Als BHG Lengenfeld unterm Stein wurden wir vom damaligen Kreis verpflichtet, die Schänke unter dem Namen Bauernhaus wieder zu eröffnen. Und siehe da: Das neu eröffnete Bauernhaus florierte und arbeitete immer mit Gewinn. Ein besonders verdientes Gaststättenpaar dieser Zeit waren Onkel Martin und Tante Mariechen (Morgenthal).
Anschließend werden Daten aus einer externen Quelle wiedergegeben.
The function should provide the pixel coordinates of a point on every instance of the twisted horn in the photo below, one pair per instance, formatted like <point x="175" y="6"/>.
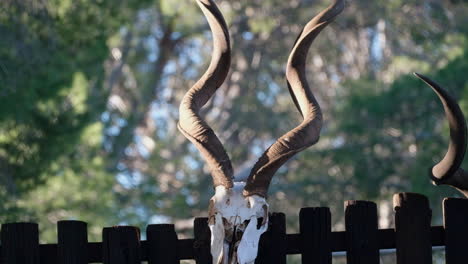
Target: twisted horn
<point x="308" y="132"/>
<point x="190" y="123"/>
<point x="448" y="170"/>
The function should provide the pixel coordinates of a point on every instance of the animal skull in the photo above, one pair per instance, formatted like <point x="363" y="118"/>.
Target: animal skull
<point x="236" y="223"/>
<point x="238" y="212"/>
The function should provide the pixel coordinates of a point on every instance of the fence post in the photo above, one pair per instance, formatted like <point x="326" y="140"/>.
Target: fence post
<point x="72" y="242"/>
<point x="412" y="228"/>
<point x="20" y="243"/>
<point x="121" y="245"/>
<point x="361" y="232"/>
<point x="201" y="245"/>
<point x="456" y="230"/>
<point x="315" y="233"/>
<point x="272" y="247"/>
<point x="162" y="244"/>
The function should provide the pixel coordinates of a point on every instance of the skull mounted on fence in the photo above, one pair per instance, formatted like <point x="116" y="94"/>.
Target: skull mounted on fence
<point x="238" y="212"/>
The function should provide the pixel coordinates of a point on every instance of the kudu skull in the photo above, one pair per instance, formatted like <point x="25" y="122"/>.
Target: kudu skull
<point x="238" y="212"/>
<point x="448" y="171"/>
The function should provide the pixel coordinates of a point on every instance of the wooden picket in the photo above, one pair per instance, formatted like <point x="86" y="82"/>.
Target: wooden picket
<point x="413" y="238"/>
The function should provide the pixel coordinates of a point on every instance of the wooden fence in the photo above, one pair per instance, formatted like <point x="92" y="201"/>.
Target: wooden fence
<point x="413" y="238"/>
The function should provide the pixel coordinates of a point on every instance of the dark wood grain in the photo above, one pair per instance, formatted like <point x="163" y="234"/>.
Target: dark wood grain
<point x="162" y="244"/>
<point x="316" y="238"/>
<point x="121" y="245"/>
<point x="361" y="232"/>
<point x="456" y="230"/>
<point x="412" y="228"/>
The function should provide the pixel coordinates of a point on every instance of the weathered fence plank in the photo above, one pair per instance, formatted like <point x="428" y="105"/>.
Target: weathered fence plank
<point x="315" y="228"/>
<point x="121" y="245"/>
<point x="20" y="243"/>
<point x="456" y="230"/>
<point x="412" y="228"/>
<point x="72" y="245"/>
<point x="201" y="245"/>
<point x="272" y="248"/>
<point x="361" y="232"/>
<point x="162" y="244"/>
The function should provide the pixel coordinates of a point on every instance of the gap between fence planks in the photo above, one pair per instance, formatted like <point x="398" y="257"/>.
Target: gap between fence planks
<point x="412" y="237"/>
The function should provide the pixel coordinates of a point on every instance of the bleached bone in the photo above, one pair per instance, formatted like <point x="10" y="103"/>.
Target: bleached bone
<point x="233" y="220"/>
<point x="236" y="208"/>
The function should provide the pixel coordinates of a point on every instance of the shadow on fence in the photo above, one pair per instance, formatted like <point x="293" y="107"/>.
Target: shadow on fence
<point x="413" y="238"/>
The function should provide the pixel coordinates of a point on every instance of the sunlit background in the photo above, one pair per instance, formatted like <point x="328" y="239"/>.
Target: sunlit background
<point x="89" y="95"/>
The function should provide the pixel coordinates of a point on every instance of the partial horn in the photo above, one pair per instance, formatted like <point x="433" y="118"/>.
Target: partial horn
<point x="190" y="123"/>
<point x="308" y="132"/>
<point x="448" y="170"/>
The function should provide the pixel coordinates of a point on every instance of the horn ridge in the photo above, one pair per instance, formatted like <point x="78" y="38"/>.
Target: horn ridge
<point x="458" y="134"/>
<point x="192" y="126"/>
<point x="307" y="133"/>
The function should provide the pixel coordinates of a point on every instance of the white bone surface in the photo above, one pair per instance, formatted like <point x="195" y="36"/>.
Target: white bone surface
<point x="235" y="208"/>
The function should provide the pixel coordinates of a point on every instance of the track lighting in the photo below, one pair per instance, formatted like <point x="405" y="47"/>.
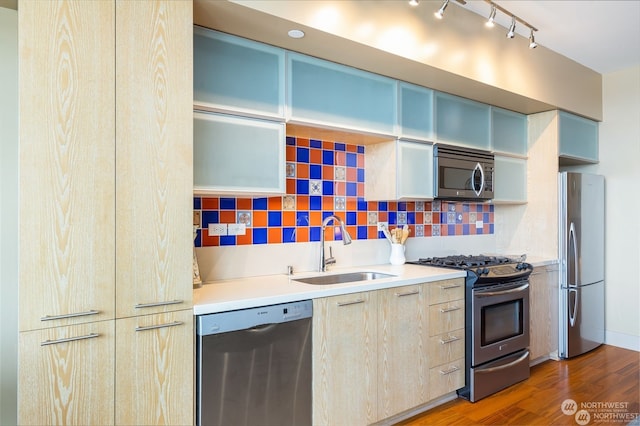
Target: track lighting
<point x="512" y="28"/>
<point x="440" y="13"/>
<point x="492" y="16"/>
<point x="532" y="40"/>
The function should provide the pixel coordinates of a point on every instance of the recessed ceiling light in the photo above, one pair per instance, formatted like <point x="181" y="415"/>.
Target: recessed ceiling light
<point x="296" y="33"/>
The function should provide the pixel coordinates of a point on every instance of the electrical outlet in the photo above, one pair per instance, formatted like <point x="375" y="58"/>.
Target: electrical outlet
<point x="217" y="229"/>
<point x="237" y="229"/>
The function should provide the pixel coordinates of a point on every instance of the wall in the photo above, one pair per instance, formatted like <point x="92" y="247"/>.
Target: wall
<point x="8" y="215"/>
<point x="619" y="151"/>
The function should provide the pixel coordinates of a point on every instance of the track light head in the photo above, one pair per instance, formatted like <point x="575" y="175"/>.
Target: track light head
<point x="492" y="17"/>
<point x="532" y="40"/>
<point x="440" y="13"/>
<point x="512" y="28"/>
Während ihrer Betreiberzeit ging die Post ab in der Gemeindeschänke. Manch Lengenfelder älteren Jahrgangs hat noch schöne Erinnerungen an diese Zeit. Mir persönlich liegt das Wohl der Gemeindeschänke besonders am Herzen, da diese Gaststätte zu DDR-Zeiten von der BHG Lengenfeld bewirtschaftet wurde, deren Leiter ich damals war. Doch damals wurden auch die Kirmes, Kirmesnachfeier, Gemeindevertretersitzungen, Versammlungen der örtlichen Vereine u.v.a.m. in der Gemeindeschänke (Bauernhaus) gefeiert. Auch erinnere ich mich daran, dass damals jeden Sonntag um 9.30 Uhr das Hochamt war, anschließend gingen Burschen wie Männer zum Frühschoppen in die Gemeindeschänke, wo jeder Stuhl besetzt war und sogar ein Teil der Männer mit einem Stehplatz an der Theke zufrieden war. War das nicht schön, frage ich heute meine lieben Altersgenossen? Ein großer Teil von ihnen hat bereits seine letzte Ruhestätte auf dem Friedhof bezogen. Auch gingen damals die männlichen Jahrgänge am Sonntagnachmittag zum Kartenspielen in die Gemeindeschänke. So möchte ich der Hoffnung Ausdruck geben, dass nach den geplanten Bauarbeiten an der Gemeindeschänke sich ein Gaststättenpaar findet, welches wieder Aufschwung in die Gastronomie unseres anziehungswürdigen Dorfes bringen wird.

Unsere Gemeindschänke muss wieder eine solche Anziehungskraft bekommen, dass Familien und Vereine ihre Feierlichkeiten im Dorf – in Lengenfeld unterm Stein – feiern. Dieser Wunsch ist der Vater meiner Gedanken.